This year, according to Gov. Newsom’s 2021-2022 budget summary, with fewer prisoners CDCR has the opportunity to “eliminate its reliance on contract prison capacity.”

“CDCR terminated six of seven in-state contracts by October 2020, and the governor’s [b]udget reflected closing the final in-state contract correctional facility by May 2021,” the summary stated. “Consistent with the 2020 Budget Act, the Department plans to close Deuel Vocational Institution in Tracy by September 2021, achieving savings of $119 million General Fund in 2021-22, and $150.3 million General Fund annually beginning in 2022-23.”

Helping communities

Waters said that incentivizing inmates by rewarding them for good behavior is a way to reduce recidivism in the system.
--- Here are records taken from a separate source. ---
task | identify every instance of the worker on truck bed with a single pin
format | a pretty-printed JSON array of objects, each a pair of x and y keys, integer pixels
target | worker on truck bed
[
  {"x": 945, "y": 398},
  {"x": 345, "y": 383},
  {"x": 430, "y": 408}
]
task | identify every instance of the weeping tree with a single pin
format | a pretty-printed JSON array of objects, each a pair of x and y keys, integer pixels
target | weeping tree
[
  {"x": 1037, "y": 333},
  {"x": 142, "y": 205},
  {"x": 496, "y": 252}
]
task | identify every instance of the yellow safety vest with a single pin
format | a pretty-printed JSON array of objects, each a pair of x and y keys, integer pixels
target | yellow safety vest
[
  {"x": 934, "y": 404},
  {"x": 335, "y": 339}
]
“This effort incentivizes incarcerated individuals to have sustained good behavior and encourages them to participate in rehabilitative and educational programs, which can help reduce recidivism to make our communities safer,” Waters stated via email.

Ward was appalled by the notion that earlier releases from state prisons would not have a negative impact on communities. He pointed to businesses that had been vandalized over the previous year because of “zero-dollar bail.”

“Businesses were struggling anyway with the closure orders during that time, they were struggling also with crime.,” Ward said. “So, all we’re asking at this point is for CDCR, to unwind the regulation, stop the release. And let’s have an open forum on this.”

A long time advocate for “truth in sentencing,” Ward said that victims of crimes are at a loss with the emergency regulations. He said that victims should be able to count on the system to put victims away for the amount of time a judge sentences them.

“Now, with a stroke of a pen, with no accountability whatsoever, we’re violating that, and there’s no truth in sentencing,” Ward said. “We are at a pivotal point in our society where we’ve got to give victims and their families rights and hold criminals accountable, and not continue down this social experiment path.”